At the border I stood in line with the cars - which felt pretty idiotic. I felt even more idiotic when the border guard told me I was not allowed to walk across the dam. Before I could even think about what to do a Romanian lady invited me into her car. We passed both the Romanian and the Serbian borders posts and just 100 metres after the control point I asked her to let me out again because I wanted to resume hiking. She had just driven away and I was still looking around when I noticed two soldiers running towards me. They had even closed down the entire control point to catch me!
To say I was shocked is an understatement because I had no clue what I had been doing wrong! Unfortunately none of the two officers spoke English or German but apparently they wanted to know what I was soing here. Luckily I remembered that the Romanian Hiking Association had given me a letter of recommendation. I pulled it out, one of the officers understood Romanian and the situation de-escalated. Still I was escorted back to the control point, my passport was double checked and even then I was not allowed to go. I nervously waited until they had worked off the traffic jam that had accumulated while they had chased me. Suddenly I was given back my passport and ushered into a car. The driver was as surprised as I and I asked him just to leave! I guess the border guys had wanted to do me a favour and organised this lift ... As I precaution I only got out two kilometres away from the border ....

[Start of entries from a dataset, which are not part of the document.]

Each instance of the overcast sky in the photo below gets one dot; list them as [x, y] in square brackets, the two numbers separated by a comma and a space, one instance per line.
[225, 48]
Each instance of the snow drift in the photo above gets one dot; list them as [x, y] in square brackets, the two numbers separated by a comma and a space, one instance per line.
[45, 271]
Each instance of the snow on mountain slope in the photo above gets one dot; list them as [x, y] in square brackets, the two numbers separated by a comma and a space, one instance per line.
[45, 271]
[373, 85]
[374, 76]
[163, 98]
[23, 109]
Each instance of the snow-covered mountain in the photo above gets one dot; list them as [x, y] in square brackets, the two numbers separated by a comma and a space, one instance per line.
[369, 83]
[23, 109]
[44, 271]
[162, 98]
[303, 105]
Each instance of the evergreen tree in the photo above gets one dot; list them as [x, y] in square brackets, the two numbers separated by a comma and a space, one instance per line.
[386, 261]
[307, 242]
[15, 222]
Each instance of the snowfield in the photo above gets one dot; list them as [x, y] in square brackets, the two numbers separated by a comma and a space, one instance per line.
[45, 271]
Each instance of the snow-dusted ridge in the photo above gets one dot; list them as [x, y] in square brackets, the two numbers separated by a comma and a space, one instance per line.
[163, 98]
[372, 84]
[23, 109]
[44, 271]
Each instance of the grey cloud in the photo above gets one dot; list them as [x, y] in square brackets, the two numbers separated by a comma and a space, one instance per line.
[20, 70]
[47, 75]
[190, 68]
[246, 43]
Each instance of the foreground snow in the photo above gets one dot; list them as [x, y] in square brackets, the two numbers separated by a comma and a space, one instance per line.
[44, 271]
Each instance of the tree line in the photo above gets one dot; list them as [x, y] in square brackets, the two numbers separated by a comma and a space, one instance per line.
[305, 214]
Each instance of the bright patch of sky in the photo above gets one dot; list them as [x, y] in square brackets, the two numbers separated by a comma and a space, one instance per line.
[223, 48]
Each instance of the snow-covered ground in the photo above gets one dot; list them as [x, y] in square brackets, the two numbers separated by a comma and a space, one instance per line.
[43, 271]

In Serbia there is no official E3 trail yet. I had sent various emails to the Serbian hiking association but never received any answer. Disappointed I had then decided to road walk. I was now cutting off a bend in the Danube and luckily the road turned into dirt very soon and I could camp in a forest. When I came through a little village next morning I ran into a guy washing his car - and he spoke fluent German because he had worked in Germany for 20 years! Even at 9 in the morning I was invited to drink schnaps which I politely declined. But he explained why there are so many brandnew - and empty - houses - in Serbia.
Many Serbians like him had worked in Germany or Austria and had invested their money into real estate back home. But unfortunately now young people are moving away and nobody wants to buy or rent these houses ... All through Serbia I saw new houses with tacky decoration. Several times people stopped right next to me and asked what I was doing. I sometimes felt there were more cars with German and Austrian licence plates than with Serbian!
I was then following the Danube bike trail right next to the river which was luckily not paved yet and rather idyllic. Only camping was difficult because the shore was either completely overgrown or holiday shacks were everywhere. I had to climb high up the bank to find a decent camp spot the next night. Because of the Danube bike trail cyclists were well catered for: In Negotin I found guest house Stanisavljevic that explicitly advertises for cyclist. Here I was overwhelmed with hospitality! The guest house has simple but very cheap rooms and my host bent over backwards to help me.
He recommended a fabulous restaurant where I learnt again that Balkan is for meat lovers! I had a mixed grill plate that would have been enough for three people! The picture shows breakfast in the guesthouse - and all those specialties were for me only! I arrived at the Serbian - Bulgarian border with a very full belly ....
I have only hiked three days through Serbia mostly on roads but still I tremendously liked it!